The University of Northern British Columbia is bringing its Spring into Transition program to its Terrace campus, which gives Aboriginal youth a taste of university life.

Not knowing what to expect may discourage any young person from attending a post-secondary institution. This is just one of the reasons why UNBC developed the Spring into Transition program as part of its Aboriginal Service Plan.

“Providing Aboriginal youth with an opportunity to experience University while they are still in their Secondary School years is important,” says Dr. Rheanna Robinson, Senior Advisor to the President on Aboriginal Relations at UNBC. “Not only may this ease the students' transition to post-secondary education, but the Spring into Transition program provides a significant opportunity to show the breadth and depth of supports available to students in higher learning institutions to bolster success.”

The program runs from March 12 – 16 and welcomes both Aboriginal learners and their communities to post-secondary education by providing an innovative, supportive, and highly engaged experiential learning experience.

Open to Grade 11 and Grade 12 Aboriginal students from the Northwest region, students will master new learning strategies and participate in cultural activities, as well as meet and learn from Elders, guest speakers, and professors.

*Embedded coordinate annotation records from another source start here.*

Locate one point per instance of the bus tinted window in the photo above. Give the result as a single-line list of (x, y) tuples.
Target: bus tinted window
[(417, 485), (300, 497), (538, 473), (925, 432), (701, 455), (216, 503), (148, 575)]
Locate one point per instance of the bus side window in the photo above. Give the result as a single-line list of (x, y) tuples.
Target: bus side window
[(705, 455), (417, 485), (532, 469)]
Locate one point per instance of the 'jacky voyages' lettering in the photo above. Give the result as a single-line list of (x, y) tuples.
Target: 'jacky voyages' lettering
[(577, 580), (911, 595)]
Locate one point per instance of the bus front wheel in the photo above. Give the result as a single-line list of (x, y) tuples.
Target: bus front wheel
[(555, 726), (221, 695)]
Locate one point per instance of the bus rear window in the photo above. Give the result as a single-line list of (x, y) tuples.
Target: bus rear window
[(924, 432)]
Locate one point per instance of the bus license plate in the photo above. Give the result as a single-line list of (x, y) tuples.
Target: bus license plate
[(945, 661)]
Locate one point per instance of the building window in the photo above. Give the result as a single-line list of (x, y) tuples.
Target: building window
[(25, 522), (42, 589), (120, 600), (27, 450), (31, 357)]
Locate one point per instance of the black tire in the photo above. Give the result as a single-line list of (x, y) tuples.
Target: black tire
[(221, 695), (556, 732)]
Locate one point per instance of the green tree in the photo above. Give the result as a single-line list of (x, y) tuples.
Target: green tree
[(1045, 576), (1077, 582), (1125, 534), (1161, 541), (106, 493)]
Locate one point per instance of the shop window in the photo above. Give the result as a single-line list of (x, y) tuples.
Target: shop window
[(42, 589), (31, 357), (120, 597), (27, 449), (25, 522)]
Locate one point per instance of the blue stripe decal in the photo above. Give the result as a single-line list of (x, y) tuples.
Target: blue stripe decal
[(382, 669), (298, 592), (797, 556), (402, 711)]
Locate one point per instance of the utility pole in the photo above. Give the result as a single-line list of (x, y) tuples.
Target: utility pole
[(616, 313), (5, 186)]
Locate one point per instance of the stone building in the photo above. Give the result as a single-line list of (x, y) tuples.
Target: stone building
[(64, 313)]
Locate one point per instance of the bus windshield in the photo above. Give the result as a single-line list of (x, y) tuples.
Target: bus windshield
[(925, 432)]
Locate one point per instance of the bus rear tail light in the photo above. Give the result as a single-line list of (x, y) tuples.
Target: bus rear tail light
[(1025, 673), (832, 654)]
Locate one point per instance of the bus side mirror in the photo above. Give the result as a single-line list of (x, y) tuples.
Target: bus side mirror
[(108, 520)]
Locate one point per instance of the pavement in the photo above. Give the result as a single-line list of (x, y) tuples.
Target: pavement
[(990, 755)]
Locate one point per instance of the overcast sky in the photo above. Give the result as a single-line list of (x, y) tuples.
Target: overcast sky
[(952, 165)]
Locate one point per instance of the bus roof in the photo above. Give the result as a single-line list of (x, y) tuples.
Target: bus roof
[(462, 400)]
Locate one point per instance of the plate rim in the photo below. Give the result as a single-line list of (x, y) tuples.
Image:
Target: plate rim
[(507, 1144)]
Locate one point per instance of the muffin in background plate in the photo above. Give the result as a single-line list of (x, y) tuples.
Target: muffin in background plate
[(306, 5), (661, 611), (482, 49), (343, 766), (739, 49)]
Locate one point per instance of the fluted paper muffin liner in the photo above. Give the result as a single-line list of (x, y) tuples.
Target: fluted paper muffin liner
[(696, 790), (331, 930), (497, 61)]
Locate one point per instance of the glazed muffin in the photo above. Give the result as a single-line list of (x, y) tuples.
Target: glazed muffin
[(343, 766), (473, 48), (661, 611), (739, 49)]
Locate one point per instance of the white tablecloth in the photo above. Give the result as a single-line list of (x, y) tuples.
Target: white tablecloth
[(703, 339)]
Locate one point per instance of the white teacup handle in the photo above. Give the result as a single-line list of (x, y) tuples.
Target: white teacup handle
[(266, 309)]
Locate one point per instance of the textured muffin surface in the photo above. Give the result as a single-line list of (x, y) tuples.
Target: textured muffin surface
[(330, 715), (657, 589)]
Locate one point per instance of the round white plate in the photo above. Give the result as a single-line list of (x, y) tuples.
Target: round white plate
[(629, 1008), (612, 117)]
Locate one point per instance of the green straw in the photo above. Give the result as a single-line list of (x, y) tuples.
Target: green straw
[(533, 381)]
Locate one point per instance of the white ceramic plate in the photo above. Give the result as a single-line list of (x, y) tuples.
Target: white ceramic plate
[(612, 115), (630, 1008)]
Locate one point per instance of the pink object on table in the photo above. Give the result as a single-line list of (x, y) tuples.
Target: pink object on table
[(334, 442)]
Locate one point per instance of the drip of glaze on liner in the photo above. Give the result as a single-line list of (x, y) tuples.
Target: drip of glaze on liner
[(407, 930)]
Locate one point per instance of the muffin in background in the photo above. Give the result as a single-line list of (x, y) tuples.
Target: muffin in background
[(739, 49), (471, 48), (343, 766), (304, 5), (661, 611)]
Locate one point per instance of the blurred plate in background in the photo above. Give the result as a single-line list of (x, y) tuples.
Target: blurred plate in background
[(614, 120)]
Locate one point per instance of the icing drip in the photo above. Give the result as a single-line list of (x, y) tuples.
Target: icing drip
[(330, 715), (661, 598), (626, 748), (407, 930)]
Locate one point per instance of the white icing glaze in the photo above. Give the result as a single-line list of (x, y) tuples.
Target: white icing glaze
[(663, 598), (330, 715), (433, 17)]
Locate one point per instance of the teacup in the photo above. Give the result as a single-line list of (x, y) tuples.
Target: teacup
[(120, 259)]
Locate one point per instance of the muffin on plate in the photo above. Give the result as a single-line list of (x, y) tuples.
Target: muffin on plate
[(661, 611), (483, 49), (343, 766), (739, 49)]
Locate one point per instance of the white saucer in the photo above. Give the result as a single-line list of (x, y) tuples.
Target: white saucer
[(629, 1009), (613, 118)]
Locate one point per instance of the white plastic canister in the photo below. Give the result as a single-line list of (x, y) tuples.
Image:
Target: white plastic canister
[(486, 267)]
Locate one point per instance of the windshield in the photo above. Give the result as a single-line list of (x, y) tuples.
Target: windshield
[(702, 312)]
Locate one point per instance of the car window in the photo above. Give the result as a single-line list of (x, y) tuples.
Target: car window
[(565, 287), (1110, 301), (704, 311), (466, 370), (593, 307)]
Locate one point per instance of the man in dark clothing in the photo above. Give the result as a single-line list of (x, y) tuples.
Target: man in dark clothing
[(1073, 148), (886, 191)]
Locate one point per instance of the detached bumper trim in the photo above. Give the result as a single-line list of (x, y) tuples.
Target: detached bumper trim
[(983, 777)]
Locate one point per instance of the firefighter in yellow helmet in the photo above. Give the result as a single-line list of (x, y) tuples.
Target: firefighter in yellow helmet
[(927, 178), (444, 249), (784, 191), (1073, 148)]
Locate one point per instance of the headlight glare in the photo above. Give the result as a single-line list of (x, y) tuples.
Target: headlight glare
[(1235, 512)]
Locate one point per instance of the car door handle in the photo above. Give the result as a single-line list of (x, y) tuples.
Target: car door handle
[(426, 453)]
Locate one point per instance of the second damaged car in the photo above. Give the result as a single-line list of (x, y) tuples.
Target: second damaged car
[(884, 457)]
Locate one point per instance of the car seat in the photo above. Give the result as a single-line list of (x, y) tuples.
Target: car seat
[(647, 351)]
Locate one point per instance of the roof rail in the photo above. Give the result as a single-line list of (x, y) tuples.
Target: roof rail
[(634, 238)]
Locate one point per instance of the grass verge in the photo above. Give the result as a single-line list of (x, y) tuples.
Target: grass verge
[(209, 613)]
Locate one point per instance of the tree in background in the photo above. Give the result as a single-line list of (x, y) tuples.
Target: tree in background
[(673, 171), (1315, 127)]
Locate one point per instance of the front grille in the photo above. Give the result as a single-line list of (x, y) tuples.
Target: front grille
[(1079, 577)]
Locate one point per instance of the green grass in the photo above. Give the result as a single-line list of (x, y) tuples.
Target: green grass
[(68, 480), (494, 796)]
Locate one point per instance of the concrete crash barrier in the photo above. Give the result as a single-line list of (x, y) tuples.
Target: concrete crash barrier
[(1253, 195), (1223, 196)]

Students will be enrolled in ARTS 101: Learning Strategies, a UNBC course where they will identify their strengths as a student, recognize their skill sets, determine their career goals, and, learn how best to make a successful transition to university. Upon completion of the course, students will earn three University credits that are eligible towards a UNBC degree.

“The lectures, seminars, and culturally relevant experiential learning opportunities in the ARTS 101 course are an exciting way to introduce youth to University programming,” says Robinson. “The Spring into Transition program highlights the potential opportunities available through post-secondary learning, and also enables students to realize the contribution Aboriginal communities make to our campuses, as an integral part of the UNBC community.”

Although it is a new program to Terrace, Spring into Transition is in its fourth year at UNBC’s Prince George campus, with more than 50 enrollees to date. Past students have had a chance to meet with UNBC Elders to learn about First Nations cultural history in the area and participate in cultural activities; they visited the University’s science labs, and were able to build friendships with peers from other communities or bands.

Spring into Transition at UNBC Northwest Terrace campus is open to 28 participants. Anyone who wishes to enrol is encouraged to apply. The program supports all student fees, food, supplies and activities, and reimbursements of transportation costs will be provided for out of town students.